Vittorio Sgarbi è uno dei personaggi più controversi del mondo culturale italiano: critico d’arte e spesso opinionista in vari programmi televisivi è conosciuto non solo per le sue vaste conoscenze, ma anche per il modo in cui aggredisce i suoi eventuali interlocutori. L’ultima persona che ha deciso di attaccare è stata Laura Boldrini, presidente della Camera dei Deputati, per il fatto che la donna si sia sempre battuta per un adeguamento del linguaggio parlamentare e politico a parametri che rispettino la parità di genere. “Cara presidenta Boldrina, ci dica chi è lei. Lei è la grammatica? Lei stabilisce che non è giusto chiamare ministro una ministra e sindaco una sindaca. Lei perché si chiama presidente? Perché presidente è un termine neutro, ma allora perché non presidentessa? Napolitano ha detto una cosa semplice: che i ruoli prescindono dai sessi, non si applicano ai sessi. Tu sei una capra, una zucca vuota. Non un capro per fortuna”, ha detto Vittorio Sgarbi in un video che potete vedere qui.
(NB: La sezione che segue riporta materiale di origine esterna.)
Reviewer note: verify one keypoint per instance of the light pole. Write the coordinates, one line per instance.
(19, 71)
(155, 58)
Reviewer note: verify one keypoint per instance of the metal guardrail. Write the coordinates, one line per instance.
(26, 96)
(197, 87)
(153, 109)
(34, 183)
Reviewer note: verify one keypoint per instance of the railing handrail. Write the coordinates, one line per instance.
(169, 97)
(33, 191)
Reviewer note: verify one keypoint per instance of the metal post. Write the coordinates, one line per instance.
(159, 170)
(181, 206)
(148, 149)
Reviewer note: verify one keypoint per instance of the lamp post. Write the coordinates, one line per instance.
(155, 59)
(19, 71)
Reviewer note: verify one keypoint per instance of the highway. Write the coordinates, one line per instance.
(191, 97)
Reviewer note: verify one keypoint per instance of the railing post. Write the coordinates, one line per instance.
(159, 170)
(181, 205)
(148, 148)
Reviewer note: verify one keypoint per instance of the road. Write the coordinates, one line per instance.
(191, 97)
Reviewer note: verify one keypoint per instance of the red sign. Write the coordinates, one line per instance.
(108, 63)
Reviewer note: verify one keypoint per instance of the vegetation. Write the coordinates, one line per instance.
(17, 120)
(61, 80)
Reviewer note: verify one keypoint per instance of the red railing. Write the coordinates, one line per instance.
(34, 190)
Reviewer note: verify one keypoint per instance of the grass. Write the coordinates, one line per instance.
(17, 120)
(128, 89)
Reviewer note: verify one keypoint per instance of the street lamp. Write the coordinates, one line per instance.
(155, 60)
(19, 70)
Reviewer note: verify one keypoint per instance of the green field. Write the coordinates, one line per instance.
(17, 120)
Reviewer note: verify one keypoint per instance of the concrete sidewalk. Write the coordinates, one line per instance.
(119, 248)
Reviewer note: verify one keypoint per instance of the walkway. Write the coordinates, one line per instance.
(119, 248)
In realtà quello del linguaggio politicamente corretto di cui parla Vittorio Sgarbi è un annoso problema che da anni interessa i più eminenti studiosi della lingua italiana e delle disparità di genere insite nelle parole che pronunciamo ogni giorno. La stessa Accademia della Crusca, istituzione che raccoglie i più eminenti studiosi della lingua italiana a livello nazionale, si stanno interrogando da anni sul tipo di linguaggio corretto da adottare. In un articolo apparso sul sito dell’Accademia della Crusca, si legge: ” Le risposte più frequenti adducono l’incertezza di fronte all’uso di forme femminili nuove rispetto a quelle tradizionali maschili (è il caso di ingegnera), la presunta bruttezza delle nuove forme (ministra proprio non piace!), o la convinzione che la forma maschile possa essere usata tranquillamente anche in riferimento alle donne. Ma non è vero, perché maestra, infermiera, modella, cuoca, nuotatrice, ecc. non suscitano alcuna obiezione: anzi, nessuno definirebbe mai Federica Pellegrini nuotatore. Le resistenze all’uso del genere grammaticale femminile per molti titoli professionali o ruoli istituzionali ricoperti da donne sembrano poggiare su ragioni di tipo linguistico, ma in realtà sono, celatamente, di tipo culturale; mentre le ragioni di chi lo sostiene sono apertamente culturali e, al tempo stesso, fondatamente linguistiche”. Chi ha quindi ragione, Vittorio Sgarbi o Laura Boldrini?